The project ended up consuming considerably more time than Horwitz anticipated, but the final result turns out to be more than worth the effort. Confederates in the Attic is a big mixed bag of a book, hilariously funny at times, poignant and sad at others, that manages to get a pretty firm grip on how, if not why, the war still remains an obsession with so many Americans. If by this hour in our history most of those thus afflicted are at or near the margins -- a point Horwitz makes by showing rather than telling -- their numbers are considerable and their voices, Lord knows, are loud.

None is louder than that of Robert Lee Hodge, a dedicated "hardcore" reenactor who "sought absolute fidelity to the 1860s: its homespun clothing, antique speech patterns, sparse diet and simple utensils," everything, according to one observer of the reenactor scene, short of "live ammunition and Civil War diseases." Horwitz met Hodge during that first encounter with reenacting, joined him at a reenactors' drill, and eventually was his partner on what Hodge calls "Civil Wargasm," a week-long dash through Civil War battle sites, "a weird brew of road culture, rancid pork and the quest for the elusive `period rush,' the phrase hardcores used to describe the druglike high of traveling through time."

Hodge, "baddest reb in the whole damned camp," is a true piece of work, a fellow who "fairly broadcasts wacko," but it's impossible not to share the affection that Horwitz plainly came to feel for him, much less be hugely amused by his antics, his wisecracks and existence in a time zone all his own.
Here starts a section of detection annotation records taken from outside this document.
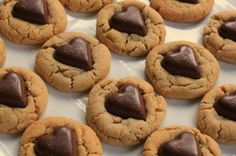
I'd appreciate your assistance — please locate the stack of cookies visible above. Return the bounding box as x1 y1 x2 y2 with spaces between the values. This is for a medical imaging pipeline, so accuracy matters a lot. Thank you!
0 0 236 156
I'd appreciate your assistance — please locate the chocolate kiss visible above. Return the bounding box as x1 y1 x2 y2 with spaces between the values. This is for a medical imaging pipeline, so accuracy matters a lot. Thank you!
158 132 201 156
161 46 201 79
110 6 147 36
178 0 199 4
219 19 236 42
105 85 146 120
214 93 236 121
12 0 48 24
34 126 78 156
0 72 27 108
54 38 93 71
He actually manages to eke out a living of sorts off his Civil War obsession -- among other things, he is often hired to perform in movies about the war, such as "Gettysburg" -- and thus is one of the few people in these pages whose fixation, however loony, has a practical edge.

Most of the rest, by contrast, are ordinary Southerners who just can't get the war out of their heads. Some, predictably, use their enthusiasm for the Lost Cause as a smokescreen for racial animosities; Horwitz tells the pathetic tale of a spot in the road in Kentucky where this has had painful effects. Many are the descendants of men who fought in the war; for these the war is essentially an exercise in totemism and often, as well, in the composition of elaborate fictions. Not a few, to be plain about it, are simple fools, as attested by all those who swallow whole an exhibit at Vicksburg's city museum the centerpiece of which is a bullet from the war. The accompanying text reads:

"During the battle of Raymond, Miss. in 1863 a minie ball reportedly passed through the reproductive organs of a young rebel soldier and a few seconds later penetrated a young lady who was standing on the porch of her nearby home. The story was written later by Dr. Le Grand G. Capers of Vicksburg for the American Medical Weekly. Capers claimed that he tended their wounds, that the girl became pregnant from the fertile minie ball, that he delivered the baby, introduced her to the soldier, that the two were married and had two more by the conventional method."

Capers's article was intended "as a spoof of the wildly inflated stories of medical prowess reported by other doctors in the war," but, as Horwitz says, "not everybody got the joke." That was in 1874; this is 1998 and plenty of visitors to Vicksburg apparently still fall for it, which is useful evidence of humankind's bottomless gullibility. (The Capers tale is effectively debunked here.)

Unfortunately, much else in Horwitz's chronicle is far less amusing. He writes: "Everywhere, it seemed, I had to explore two pasts and two presents; one white, one black, separate and unreconcilable." Whether this points more to the specific grievances of those with whom he talked or to a larger social condition is not clear, but it is depressing. So too is the evidence of "how poisonous and polarized memory of the past could become," often abetted by willful ignorance of such historical truth as we know. Finally, it is astonishing that so many white Southerners are still "fighting their war by other means," living in a misremembered past, nursing old grudges both real and imagined. For those folks, the words of a black basket weaver at the Market in Charleston can serve as epigraph for this fine book. "They can remember that war all they want," she said. "So long's they remember they lost."